I still think bookstores will continue to exist because they allow people to browse through as much of a book as they want before deciding whether or not to buy it. Books really are goods that need to be sampled before someone decides to buy it. That's something that you can't do with any online bookseller. Since bookstores apparently can't compete very well on prices, they'll have to offer a higher-quality browsing experience to stay competitive against online retailers. You've surely noticed how much nicer bookstores have gotten recently, no doubt because of the online threat.

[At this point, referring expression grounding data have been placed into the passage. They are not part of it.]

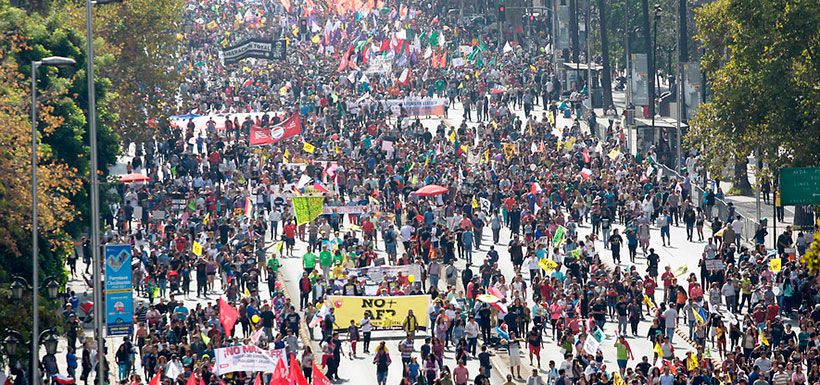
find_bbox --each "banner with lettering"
[322,205,373,215]
[382,98,447,116]
[105,245,134,336]
[326,295,431,330]
[222,39,286,64]
[292,196,325,225]
[249,114,302,147]
[213,346,286,375]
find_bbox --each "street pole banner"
[105,244,134,336]
[326,295,431,330]
[631,54,649,106]
[213,345,286,375]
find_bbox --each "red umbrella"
[119,172,150,183]
[415,184,449,196]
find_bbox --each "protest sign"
[213,345,286,375]
[222,39,286,64]
[383,98,447,116]
[322,205,373,215]
[249,114,302,147]
[292,196,324,225]
[327,295,430,330]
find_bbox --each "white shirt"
[360,317,372,333]
[400,225,414,242]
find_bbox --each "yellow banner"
[769,258,782,272]
[327,295,430,330]
[192,241,203,257]
[303,142,316,153]
[292,196,324,225]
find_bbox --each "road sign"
[779,167,820,205]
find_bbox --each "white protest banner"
[213,345,286,375]
[365,56,392,74]
[322,205,373,215]
[383,98,447,116]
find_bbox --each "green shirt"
[319,250,332,267]
[615,341,629,360]
[267,258,281,272]
[303,252,317,269]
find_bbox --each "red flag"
[290,354,309,385]
[148,369,162,385]
[249,114,302,147]
[270,358,289,385]
[253,373,262,385]
[186,373,198,385]
[280,0,291,12]
[218,298,239,336]
[582,148,591,163]
[312,363,333,385]
[379,39,390,52]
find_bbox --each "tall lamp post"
[650,4,661,135]
[31,56,75,385]
[85,3,122,385]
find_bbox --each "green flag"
[477,36,488,52]
[553,225,566,245]
[429,30,439,46]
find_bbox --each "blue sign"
[105,244,133,336]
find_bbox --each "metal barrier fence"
[651,161,764,247]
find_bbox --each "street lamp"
[31,56,75,385]
[85,3,122,385]
[44,278,60,300]
[42,332,58,357]
[651,4,661,135]
[10,277,28,301]
[2,329,58,382]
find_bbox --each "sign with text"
[213,346,286,375]
[327,295,430,330]
[105,244,133,336]
[222,39,286,64]
[383,98,447,117]
[779,167,820,205]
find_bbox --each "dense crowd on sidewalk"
[28,0,820,385]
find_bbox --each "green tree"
[59,0,184,142]
[688,0,820,193]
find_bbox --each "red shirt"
[283,224,296,238]
[766,304,779,321]
[661,271,675,287]
[644,278,658,295]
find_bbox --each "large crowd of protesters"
[30,0,820,385]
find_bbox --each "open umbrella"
[414,184,448,196]
[119,172,150,183]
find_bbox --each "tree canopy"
[687,0,820,178]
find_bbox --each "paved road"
[47,97,744,385]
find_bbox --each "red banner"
[249,114,302,146]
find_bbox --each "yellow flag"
[608,149,622,160]
[275,241,284,252]
[613,373,626,385]
[200,332,211,345]
[202,212,210,225]
[563,137,576,151]
[303,142,316,153]
[483,150,489,163]
[769,258,782,272]
[687,353,698,371]
[244,286,251,298]
[283,149,290,162]
[759,327,770,346]
[448,129,456,143]
[547,111,555,125]
[692,307,706,324]
[192,241,203,257]
[653,342,663,357]
[311,34,321,44]
[472,196,479,209]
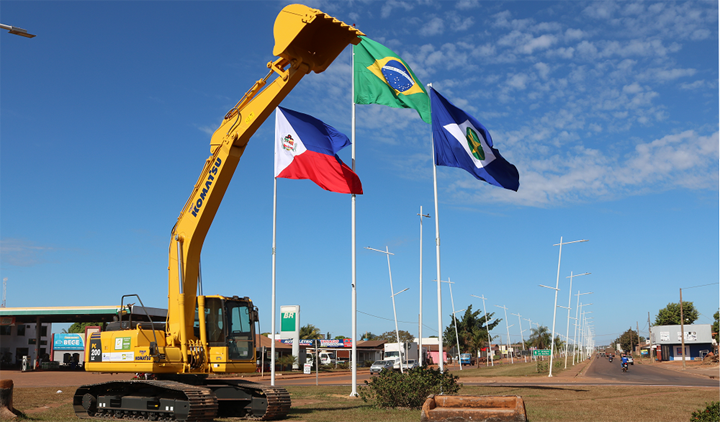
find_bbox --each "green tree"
[654,302,699,326]
[442,306,501,354]
[334,335,348,340]
[527,326,552,350]
[378,330,414,343]
[68,322,105,333]
[299,324,322,340]
[613,329,645,352]
[712,310,719,343]
[361,331,378,340]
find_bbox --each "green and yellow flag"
[353,36,431,124]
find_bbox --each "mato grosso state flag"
[353,36,431,124]
[275,107,363,194]
[430,87,519,191]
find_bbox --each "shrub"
[337,362,349,369]
[364,360,375,367]
[690,401,719,422]
[358,366,461,409]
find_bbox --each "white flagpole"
[428,83,443,373]
[271,176,277,386]
[350,46,358,397]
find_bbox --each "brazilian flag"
[353,37,431,124]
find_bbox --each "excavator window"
[204,298,226,344]
[226,301,254,361]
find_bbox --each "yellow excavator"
[72,5,363,421]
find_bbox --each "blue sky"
[2,1,718,349]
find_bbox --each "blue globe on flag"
[381,59,415,92]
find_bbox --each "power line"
[357,310,438,333]
[681,282,719,290]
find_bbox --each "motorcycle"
[621,362,628,372]
[609,356,613,362]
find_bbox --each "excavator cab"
[195,295,258,373]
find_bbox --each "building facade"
[650,324,714,361]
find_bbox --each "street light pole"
[470,294,493,366]
[572,292,592,364]
[439,279,462,369]
[366,246,408,373]
[511,313,526,361]
[523,318,534,361]
[495,305,514,364]
[544,237,588,377]
[452,308,466,370]
[417,207,431,366]
[564,272,589,368]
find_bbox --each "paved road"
[585,357,718,387]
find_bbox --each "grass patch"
[452,359,574,377]
[10,383,717,421]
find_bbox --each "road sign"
[533,349,551,356]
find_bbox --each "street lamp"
[417,207,431,366]
[580,309,593,361]
[511,312,526,361]
[439,279,462,369]
[523,317,535,361]
[0,23,35,38]
[366,246,409,373]
[543,237,588,377]
[495,305,514,364]
[470,294,493,367]
[563,272,589,368]
[572,292,592,364]
[451,307,466,370]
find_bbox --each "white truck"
[383,342,419,370]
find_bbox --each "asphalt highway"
[582,356,718,387]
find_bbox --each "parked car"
[370,360,394,374]
[401,359,419,370]
[626,356,634,365]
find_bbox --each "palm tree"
[299,324,322,340]
[528,326,552,350]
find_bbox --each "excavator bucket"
[273,4,364,74]
[421,395,528,422]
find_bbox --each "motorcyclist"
[621,354,628,371]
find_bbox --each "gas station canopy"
[0,305,167,325]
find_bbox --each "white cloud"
[455,0,479,10]
[1,239,56,267]
[521,34,557,54]
[506,73,529,90]
[679,80,706,90]
[564,28,586,42]
[534,62,551,80]
[648,67,697,82]
[582,2,619,20]
[424,16,445,36]
[380,0,415,19]
[622,82,642,94]
[576,40,598,58]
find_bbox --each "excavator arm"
[166,4,364,369]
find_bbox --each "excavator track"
[74,380,218,421]
[73,379,291,421]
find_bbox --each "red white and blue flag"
[274,107,362,194]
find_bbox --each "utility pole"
[636,321,639,357]
[648,312,653,364]
[680,288,686,369]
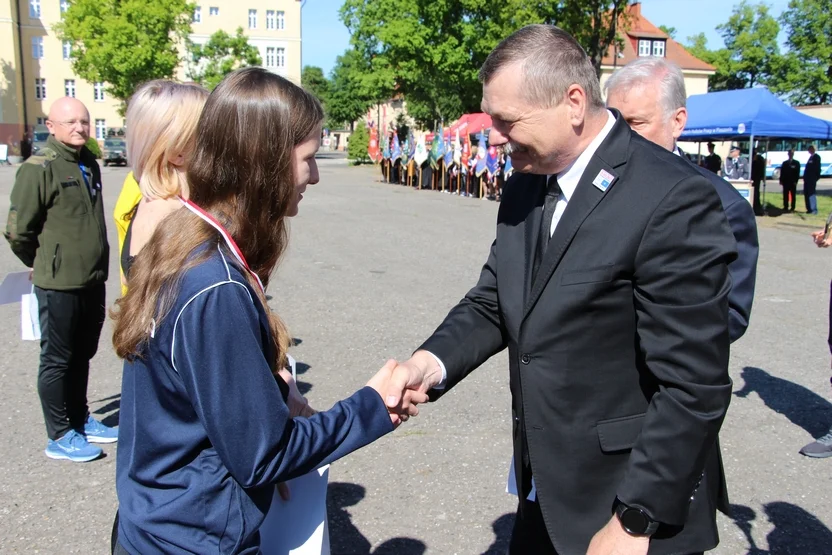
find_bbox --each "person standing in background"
[804,145,821,215]
[779,149,800,213]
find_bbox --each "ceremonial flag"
[486,144,499,178]
[443,134,454,167]
[475,128,487,177]
[408,130,416,161]
[382,134,391,160]
[430,124,444,170]
[453,130,462,166]
[391,134,402,161]
[368,126,380,163]
[414,133,428,165]
[461,135,470,168]
[504,155,514,178]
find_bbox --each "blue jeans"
[805,179,818,213]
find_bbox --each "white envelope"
[21,287,41,341]
[259,465,331,555]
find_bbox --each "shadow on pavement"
[482,512,515,554]
[734,367,832,439]
[93,394,121,428]
[327,482,426,554]
[730,502,832,554]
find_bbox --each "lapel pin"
[592,169,615,192]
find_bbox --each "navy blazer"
[682,151,759,342]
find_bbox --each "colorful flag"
[504,155,514,178]
[453,130,462,166]
[461,135,470,168]
[475,128,487,177]
[486,145,499,178]
[368,126,380,163]
[382,134,391,160]
[414,133,428,165]
[443,135,454,167]
[408,130,416,161]
[391,134,402,161]
[430,124,445,170]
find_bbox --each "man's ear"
[671,107,687,141]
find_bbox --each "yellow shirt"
[113,172,142,295]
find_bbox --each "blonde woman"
[117,80,208,284]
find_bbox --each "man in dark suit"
[780,149,801,212]
[386,26,736,555]
[804,145,822,214]
[704,142,722,174]
[604,57,758,344]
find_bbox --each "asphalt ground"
[0,157,830,554]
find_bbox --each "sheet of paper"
[0,272,32,305]
[259,465,331,555]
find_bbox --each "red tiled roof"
[600,2,715,72]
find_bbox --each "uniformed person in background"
[724,144,750,180]
[779,148,801,213]
[704,142,722,174]
[4,97,116,463]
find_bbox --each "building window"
[248,9,257,29]
[265,47,275,67]
[37,117,46,125]
[29,0,40,17]
[32,37,44,59]
[62,41,72,60]
[64,79,76,98]
[638,39,651,57]
[193,6,201,22]
[35,78,46,100]
[652,40,666,57]
[276,10,285,30]
[276,47,285,68]
[95,119,106,140]
[266,10,275,29]
[209,6,218,16]
[94,82,105,101]
[60,0,68,13]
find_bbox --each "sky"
[301,0,794,76]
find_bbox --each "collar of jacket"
[47,134,89,163]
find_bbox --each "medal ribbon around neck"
[179,197,265,293]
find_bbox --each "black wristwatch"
[614,499,659,536]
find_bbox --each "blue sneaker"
[45,430,102,462]
[83,415,118,443]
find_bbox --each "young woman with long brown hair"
[111,68,424,554]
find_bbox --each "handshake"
[281,351,444,428]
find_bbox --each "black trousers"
[782,181,797,211]
[35,284,106,440]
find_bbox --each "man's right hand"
[811,229,832,248]
[382,350,444,412]
[367,359,430,427]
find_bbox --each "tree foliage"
[186,28,262,90]
[302,66,330,106]
[658,25,676,39]
[770,0,832,105]
[338,0,630,128]
[684,1,780,91]
[56,0,194,114]
[326,49,380,130]
[347,123,370,163]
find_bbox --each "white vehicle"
[765,140,832,179]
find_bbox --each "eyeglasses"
[49,119,91,128]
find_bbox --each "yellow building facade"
[0,0,302,151]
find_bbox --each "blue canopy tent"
[681,87,832,143]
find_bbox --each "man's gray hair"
[479,25,605,112]
[604,57,687,117]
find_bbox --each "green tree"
[684,33,736,91]
[716,1,781,88]
[770,0,832,105]
[56,0,194,114]
[658,25,677,39]
[186,28,262,90]
[302,66,330,106]
[326,49,380,131]
[347,123,370,164]
[339,0,629,127]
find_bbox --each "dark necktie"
[533,175,560,281]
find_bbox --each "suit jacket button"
[521,354,531,364]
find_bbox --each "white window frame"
[94,82,105,102]
[32,37,44,59]
[266,10,275,30]
[638,39,651,57]
[276,10,285,30]
[29,0,40,17]
[95,119,106,140]
[64,79,76,98]
[652,40,666,57]
[248,9,257,29]
[209,6,218,16]
[265,47,276,67]
[35,78,46,100]
[276,47,285,68]
[60,0,69,13]
[193,6,201,23]
[62,41,72,60]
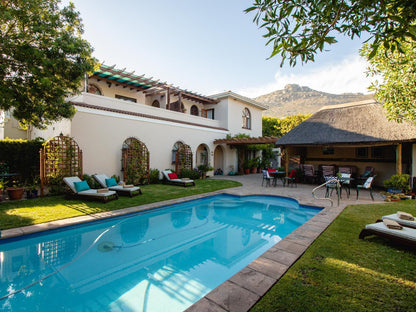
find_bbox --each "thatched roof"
[276,100,416,146]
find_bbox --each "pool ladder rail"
[312,178,341,207]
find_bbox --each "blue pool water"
[0,194,320,311]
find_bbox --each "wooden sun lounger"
[63,176,118,203]
[162,170,195,187]
[93,174,142,197]
[359,221,416,247]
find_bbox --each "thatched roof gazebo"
[276,100,416,146]
[275,100,416,184]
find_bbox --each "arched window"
[152,100,160,108]
[190,105,199,116]
[88,83,102,95]
[242,108,251,129]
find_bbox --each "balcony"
[70,93,224,130]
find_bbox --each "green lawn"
[0,179,241,230]
[251,200,416,312]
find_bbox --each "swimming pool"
[0,194,320,311]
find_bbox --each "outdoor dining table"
[269,170,286,186]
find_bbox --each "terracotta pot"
[251,167,257,174]
[7,187,24,200]
[244,169,250,174]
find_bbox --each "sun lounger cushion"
[105,178,118,187]
[397,211,414,221]
[363,222,416,242]
[382,219,402,230]
[382,213,416,228]
[74,180,90,193]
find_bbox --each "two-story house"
[1,64,268,178]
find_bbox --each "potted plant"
[197,164,214,179]
[0,179,7,201]
[243,160,251,174]
[250,158,258,174]
[7,180,24,200]
[383,174,410,194]
[25,177,40,199]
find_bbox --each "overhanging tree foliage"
[0,0,95,128]
[361,40,416,123]
[263,114,311,137]
[246,0,416,66]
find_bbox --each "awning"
[214,136,278,146]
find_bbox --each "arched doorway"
[214,145,224,175]
[196,144,209,167]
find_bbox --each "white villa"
[1,64,269,178]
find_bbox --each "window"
[115,94,137,103]
[190,105,199,116]
[152,100,160,108]
[242,108,251,129]
[206,109,214,120]
[356,147,368,158]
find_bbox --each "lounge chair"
[162,170,195,187]
[382,212,416,229]
[63,176,118,203]
[359,221,416,247]
[93,174,142,197]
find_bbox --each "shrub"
[82,174,100,189]
[180,168,201,180]
[383,174,410,191]
[149,169,160,184]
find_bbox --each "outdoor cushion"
[105,177,118,187]
[74,180,90,193]
[168,172,178,180]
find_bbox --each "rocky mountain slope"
[256,84,374,117]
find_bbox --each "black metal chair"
[356,175,376,201]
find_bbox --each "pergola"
[88,64,218,107]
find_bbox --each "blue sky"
[68,0,374,98]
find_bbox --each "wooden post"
[178,92,182,112]
[39,148,44,197]
[396,144,402,174]
[166,88,170,110]
[284,148,290,175]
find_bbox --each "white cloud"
[238,54,375,98]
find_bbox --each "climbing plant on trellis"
[122,137,150,185]
[40,135,83,196]
[175,143,192,175]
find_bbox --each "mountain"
[255,84,374,117]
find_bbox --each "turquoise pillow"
[105,178,117,187]
[74,180,90,193]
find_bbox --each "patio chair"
[162,170,195,187]
[93,174,142,197]
[359,220,416,247]
[284,170,297,187]
[381,211,416,229]
[63,176,118,203]
[339,172,352,198]
[325,176,340,198]
[302,164,317,184]
[356,166,374,184]
[261,170,271,187]
[356,175,376,201]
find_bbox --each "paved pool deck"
[0,174,383,312]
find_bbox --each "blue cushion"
[105,178,118,187]
[74,180,90,193]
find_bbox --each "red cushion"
[168,172,178,179]
[267,168,276,173]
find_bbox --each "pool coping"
[0,190,343,312]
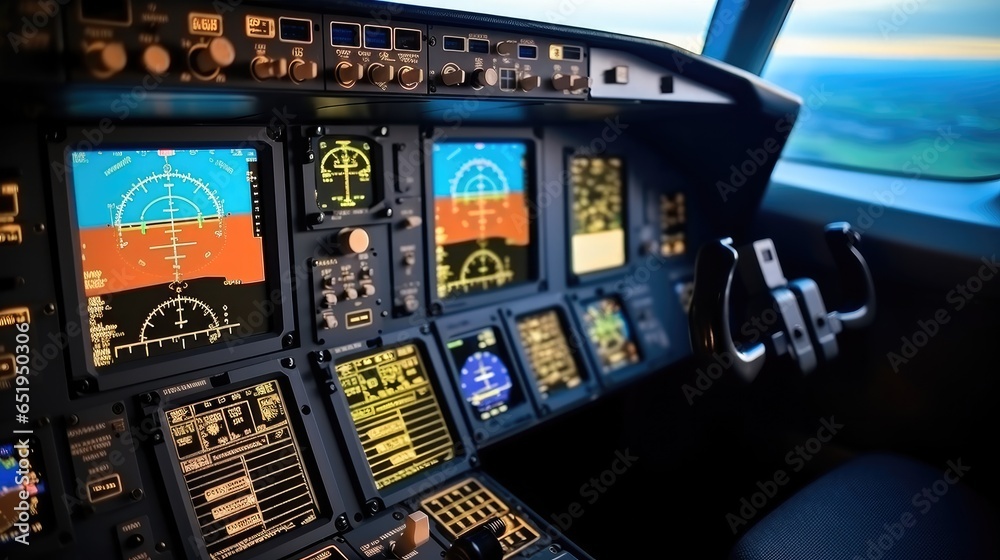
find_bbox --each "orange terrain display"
[79,214,264,297]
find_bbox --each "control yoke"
[689,222,875,379]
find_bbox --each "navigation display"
[335,344,456,490]
[581,297,640,374]
[164,380,319,560]
[70,147,272,370]
[570,156,626,274]
[516,309,583,398]
[0,437,54,547]
[433,141,533,298]
[447,327,522,421]
[315,137,375,210]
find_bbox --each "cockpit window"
[380,0,719,53]
[764,0,1000,179]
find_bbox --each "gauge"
[316,137,375,210]
[448,327,521,420]
[113,159,227,281]
[460,351,513,414]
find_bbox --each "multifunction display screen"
[570,156,626,274]
[335,344,457,490]
[70,147,272,370]
[581,297,641,374]
[447,327,522,420]
[164,380,319,559]
[516,309,583,398]
[433,141,533,298]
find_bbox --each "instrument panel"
[0,0,801,558]
[1,117,696,559]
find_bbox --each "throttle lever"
[688,238,766,383]
[824,222,875,329]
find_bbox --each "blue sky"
[384,0,1000,58]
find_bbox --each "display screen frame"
[48,127,296,392]
[300,127,390,225]
[424,128,545,315]
[144,362,344,560]
[325,328,473,511]
[565,149,631,284]
[435,310,536,445]
[502,293,597,416]
[569,287,647,386]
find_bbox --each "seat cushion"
[730,454,999,560]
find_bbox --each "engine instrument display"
[570,156,626,275]
[433,141,533,298]
[0,437,54,547]
[516,310,583,398]
[335,344,456,490]
[315,137,375,210]
[581,297,640,374]
[447,327,522,420]
[164,380,319,560]
[70,147,271,370]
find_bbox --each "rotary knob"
[367,63,393,84]
[191,37,235,78]
[496,41,517,56]
[289,59,318,83]
[552,73,584,91]
[141,44,170,76]
[519,73,541,92]
[86,41,127,78]
[472,67,498,88]
[335,61,362,87]
[336,228,370,255]
[398,66,423,89]
[251,57,288,80]
[440,67,466,86]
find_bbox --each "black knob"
[445,518,505,560]
[126,534,145,548]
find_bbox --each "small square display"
[516,309,583,398]
[447,327,523,420]
[581,297,640,373]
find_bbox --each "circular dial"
[316,138,374,210]
[139,295,233,347]
[457,248,513,293]
[459,350,513,414]
[572,157,623,233]
[113,160,226,284]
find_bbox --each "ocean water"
[762,57,1000,179]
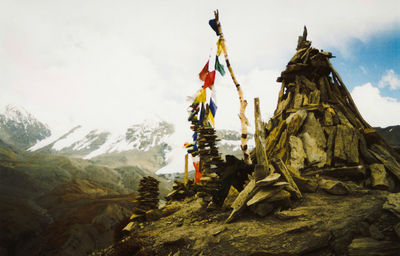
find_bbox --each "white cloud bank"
[0,0,399,135]
[352,82,400,127]
[378,69,400,90]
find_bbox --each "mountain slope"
[375,125,400,147]
[0,138,171,256]
[0,105,51,149]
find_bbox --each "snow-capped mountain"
[29,120,175,171]
[0,104,51,149]
[2,104,254,174]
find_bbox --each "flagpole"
[213,10,252,165]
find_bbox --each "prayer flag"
[193,89,206,104]
[193,160,202,183]
[203,70,216,89]
[207,97,217,127]
[208,111,215,127]
[215,56,225,76]
[198,103,205,125]
[209,19,219,36]
[199,61,209,81]
[209,97,217,117]
[216,38,223,56]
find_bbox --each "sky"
[1,0,400,139]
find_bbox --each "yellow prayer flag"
[208,111,215,127]
[216,38,223,56]
[194,89,206,104]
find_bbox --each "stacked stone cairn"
[197,125,226,206]
[135,176,160,213]
[226,27,400,223]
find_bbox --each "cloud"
[378,69,400,90]
[351,83,400,127]
[0,0,399,135]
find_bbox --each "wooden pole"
[184,154,189,187]
[254,98,270,174]
[213,10,252,165]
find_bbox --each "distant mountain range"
[0,105,51,149]
[0,104,249,255]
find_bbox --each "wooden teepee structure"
[259,27,400,191]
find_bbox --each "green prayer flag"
[215,56,225,76]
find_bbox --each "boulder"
[249,202,274,217]
[334,125,359,165]
[300,132,327,167]
[369,164,390,190]
[302,112,326,148]
[383,192,400,218]
[319,179,350,195]
[289,135,306,170]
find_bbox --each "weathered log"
[256,173,281,187]
[254,97,269,171]
[247,187,282,206]
[324,126,336,166]
[369,144,400,182]
[213,10,252,165]
[275,159,302,199]
[329,61,371,129]
[226,179,258,223]
[265,121,286,157]
[303,165,366,180]
[184,154,189,187]
[348,237,400,256]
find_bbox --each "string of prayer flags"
[199,61,209,81]
[203,70,216,89]
[215,56,225,76]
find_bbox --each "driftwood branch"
[214,10,252,165]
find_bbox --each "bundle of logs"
[263,26,400,191]
[227,27,400,222]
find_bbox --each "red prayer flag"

I'm not worried that most people might eventually do their sampling at brick-and-mortar stores and then buy the books they like online. That will wipe out brick-and-mortar stores, but then if they disappeared, so would the online booksellers -- after all, people would have no way to sample books anymore. Only if online retailers can provide a good enough browsing experience will they be able to replace brick-and-mortar stores permanently. As things stand now, though, you can't flip through most books on Amazon. On the plus side, for books that you can browse, you can also search them, which goes far beyond what you can do with a hard copy. Does the book discuss something you're interested in? Just search and find out.


  1. Kindle and the Sony e-book reader might prove to be even bigger threats. Agreed, though, that bookstores have certain advantages that'll probably ensure their survival, though perhaps at a somewhat reduced level.


  2. What about the coffee shop inside the book store. Would that be an example of a book store trying to make its browsing more accessible?

  3. Not that I do much reading but I don't see it as a huge problem unless the quality declines as a result.

    Companies like Walmart sell absolute garbage to the public because that's what the public wants to pay for. They make everything affordable for the unfortunate which has it's merit but they also make everything disposable. If publishers and in turn writers are forced to decrease their bottom line too much they'll end up putting less effort into their books thus eventually leading to what is essentially fluff.

    The other problem with some of these mega-stores is that they only sell whats popular. This is fine for 90% of the public and makes the most business sense but I hate how everything is targeted and pushed for by the dumbest members of society.

  4. Jebby, you clearly don't read much. Every modern book is trash. The best sellers are absolute trash. Case in point: Twilight.